Media Contacts
Elizabeth Weyant
MASSPIRG
Statement of MASSPIRG Staff Attorney Lizzi Weyant on the MBTA Board of Directors vote, approving a 23% fare hike on the T
“Today the Board of Directors at the MBTA voted to approve a recommended 23% fare hike by a 4-1 vote. The Board also voted to cut weekend service on the E line and eliminate some weekend commuter rail service. The Board’s vote comes after months of public meetings in which T riders and advocates urged the MBTA to find another way to close its FY13 budget gap.
A 23% fare increase is excessive and will permanently force riders off of the system.
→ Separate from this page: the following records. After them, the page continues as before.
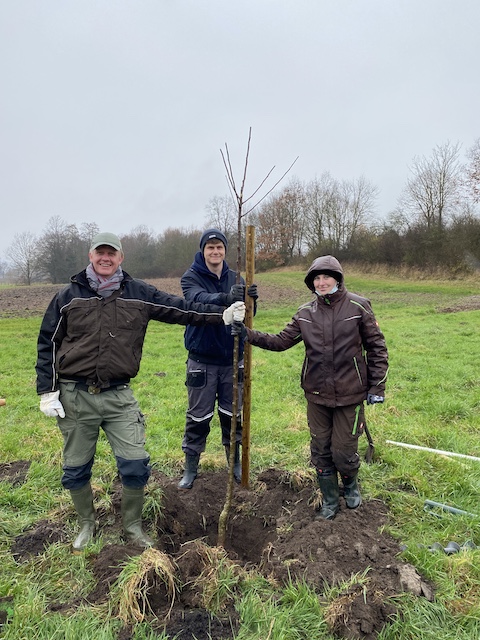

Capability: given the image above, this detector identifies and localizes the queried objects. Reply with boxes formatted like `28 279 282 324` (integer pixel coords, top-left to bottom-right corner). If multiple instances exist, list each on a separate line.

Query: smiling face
203 239 225 273
313 273 337 296
88 244 123 278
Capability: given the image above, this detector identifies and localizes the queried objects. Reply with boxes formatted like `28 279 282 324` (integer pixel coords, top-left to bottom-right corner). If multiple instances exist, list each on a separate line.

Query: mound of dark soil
3 469 433 640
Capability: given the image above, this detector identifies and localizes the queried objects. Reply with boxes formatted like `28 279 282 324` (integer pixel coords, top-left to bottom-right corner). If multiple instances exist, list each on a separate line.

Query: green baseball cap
90 231 123 253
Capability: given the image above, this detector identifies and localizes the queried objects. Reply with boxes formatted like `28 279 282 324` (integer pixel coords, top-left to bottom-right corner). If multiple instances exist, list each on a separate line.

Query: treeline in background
0 138 480 284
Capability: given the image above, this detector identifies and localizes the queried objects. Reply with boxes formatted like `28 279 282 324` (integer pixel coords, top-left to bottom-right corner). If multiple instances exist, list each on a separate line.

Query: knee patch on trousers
332 451 360 476
117 456 151 489
62 458 93 491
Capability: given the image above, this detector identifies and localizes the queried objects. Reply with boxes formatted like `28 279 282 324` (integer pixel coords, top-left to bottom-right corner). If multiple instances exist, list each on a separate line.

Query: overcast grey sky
0 0 480 260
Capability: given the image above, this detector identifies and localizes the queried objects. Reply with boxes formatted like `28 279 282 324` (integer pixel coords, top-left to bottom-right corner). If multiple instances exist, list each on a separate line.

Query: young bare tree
466 138 480 204
218 128 297 547
400 142 462 231
7 231 38 285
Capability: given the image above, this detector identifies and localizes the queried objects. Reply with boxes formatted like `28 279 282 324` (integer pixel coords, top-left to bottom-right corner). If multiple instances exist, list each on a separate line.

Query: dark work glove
230 284 245 302
231 321 247 340
247 284 258 302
The MBTA’s mission is aimed at growing ridership, but a fare hike of this magnitude will mean that thousands of riders will immediately stop using public transportation because it will be more affordable to get back into their cars.
Further, the Board’s decision relies on $60 million in legislative support, with those funds coming from a vehicle registration surplus fund, a tort reform cap, and other sources. But the legislature must go beyond this proposal and come up with a solution so that we can increase ridership and fix our broken public transportation system.
If the public meetings showed nothing else, they clearly illustrated that there is overwhelming support for increased investments in public transportation. We need the legislature to come up with at least $60 million to deal with the short-term gap and stave off draconian service cuts that will follow if that money never materializes.
But it will be just as important for the legislature to find a long-term solution in order to fill a growing transportation funding gap, projected to be over $100 million for FY14, with regional transportation authorities across the state contemplating similar fare hikes and service cuts and crumbling roads and bridges in every corner of the commonwealth.
Our decision-makers must come up with a long-term solution to address our transportation needs. The history of under-funding needs to end immediately so that we can avoid more fare hikes and service cuts next year, and so that we can have the kind of 21st century transportation system that we need and want.”